Homme à la guitare also demonstrates the playful, often sometimes ribald nature of Picasso’s papier collés. These works introduced a novel sense of humor into the seemingly cerebral cubist movement, as both artists entered into private pictorial jokes with one another, using puns and word play that add another layer of artistic aptitude to these works. Robert Rosenblum has explored the meaning of the typography and words that intersect Picasso’s compositions of this time, including the present work (op. cit., 1973, p. 53). In this composition, Picasso has cropped the concert advertisement poster in such a way that it reads, “CE SOIR GRAN CON,” thereby taking on another meaning as this also reads as a popular French insult. Clearly pleased with this double meaning, he reused this motif in another work the following year (Guitare et bouteille, Philadelphia Museum of Art).
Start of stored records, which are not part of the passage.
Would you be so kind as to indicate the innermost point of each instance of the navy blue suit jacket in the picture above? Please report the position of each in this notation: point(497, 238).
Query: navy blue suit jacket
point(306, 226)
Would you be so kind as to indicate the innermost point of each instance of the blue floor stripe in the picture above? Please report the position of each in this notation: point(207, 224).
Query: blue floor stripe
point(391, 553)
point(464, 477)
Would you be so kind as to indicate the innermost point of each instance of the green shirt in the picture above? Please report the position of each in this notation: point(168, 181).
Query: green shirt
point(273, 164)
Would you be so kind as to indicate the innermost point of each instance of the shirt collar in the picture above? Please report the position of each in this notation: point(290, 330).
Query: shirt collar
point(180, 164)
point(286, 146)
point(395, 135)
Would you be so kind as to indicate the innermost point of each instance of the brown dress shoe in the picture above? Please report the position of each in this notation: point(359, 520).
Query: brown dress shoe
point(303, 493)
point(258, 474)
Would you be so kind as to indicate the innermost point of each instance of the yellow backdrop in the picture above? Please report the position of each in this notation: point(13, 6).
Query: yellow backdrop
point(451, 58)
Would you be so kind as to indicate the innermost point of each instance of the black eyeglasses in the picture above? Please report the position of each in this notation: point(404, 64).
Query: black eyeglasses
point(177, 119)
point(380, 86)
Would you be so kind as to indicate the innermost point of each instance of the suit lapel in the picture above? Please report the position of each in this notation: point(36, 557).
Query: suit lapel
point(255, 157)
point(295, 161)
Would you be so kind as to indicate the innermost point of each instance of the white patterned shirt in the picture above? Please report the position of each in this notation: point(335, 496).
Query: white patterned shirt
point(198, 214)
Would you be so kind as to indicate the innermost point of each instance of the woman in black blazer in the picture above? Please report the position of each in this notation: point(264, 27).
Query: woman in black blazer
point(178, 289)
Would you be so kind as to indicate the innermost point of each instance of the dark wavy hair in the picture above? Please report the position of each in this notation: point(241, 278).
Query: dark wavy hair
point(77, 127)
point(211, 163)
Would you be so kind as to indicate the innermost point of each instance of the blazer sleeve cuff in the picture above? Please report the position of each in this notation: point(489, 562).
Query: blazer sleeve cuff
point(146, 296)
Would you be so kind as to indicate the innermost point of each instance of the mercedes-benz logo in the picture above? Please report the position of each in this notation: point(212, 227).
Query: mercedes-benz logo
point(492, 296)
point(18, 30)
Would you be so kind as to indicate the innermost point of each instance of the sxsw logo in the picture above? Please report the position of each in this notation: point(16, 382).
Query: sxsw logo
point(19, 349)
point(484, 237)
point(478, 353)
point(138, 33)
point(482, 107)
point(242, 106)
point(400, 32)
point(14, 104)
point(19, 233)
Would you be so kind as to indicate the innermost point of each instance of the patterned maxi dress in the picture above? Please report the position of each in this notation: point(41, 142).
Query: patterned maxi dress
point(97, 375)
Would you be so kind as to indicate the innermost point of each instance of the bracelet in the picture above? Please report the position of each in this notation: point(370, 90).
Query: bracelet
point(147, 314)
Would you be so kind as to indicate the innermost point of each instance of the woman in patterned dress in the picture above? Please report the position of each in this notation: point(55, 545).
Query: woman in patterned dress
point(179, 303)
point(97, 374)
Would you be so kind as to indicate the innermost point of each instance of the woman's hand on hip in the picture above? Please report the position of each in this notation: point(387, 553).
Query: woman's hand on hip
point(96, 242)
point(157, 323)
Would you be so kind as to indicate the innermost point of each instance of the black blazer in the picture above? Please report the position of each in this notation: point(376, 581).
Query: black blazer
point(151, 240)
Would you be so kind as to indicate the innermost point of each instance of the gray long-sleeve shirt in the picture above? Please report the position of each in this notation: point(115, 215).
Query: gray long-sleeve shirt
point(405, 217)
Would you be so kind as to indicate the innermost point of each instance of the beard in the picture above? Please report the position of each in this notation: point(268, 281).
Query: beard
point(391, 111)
The present work was formerly in the legendary collection of the American industrialist and philanthropist, Walter P. Chrysler, Jr. The son of the Chrysler Corporation founder, Chrysler had begun to collect art at a young age. His dedication to art was reflected both in his influential activities on the behalf of the fledgling Museum of Modern Art in New York and in his legacy to the museum that bears his own name in Norfolk, Virginia. After graduating from Dartmouth College, Chrysler traveled around Europe where he met Picasso, Braque, Juan Gris, Fernand Léger, and Henri Matisse, among many others. He collected objects ranging from stamps to glass as well as Old Master paintings, but much of his impetus went into collecting the works of Impressionist and Modern masters, including Picasso’s Homme à la guitare.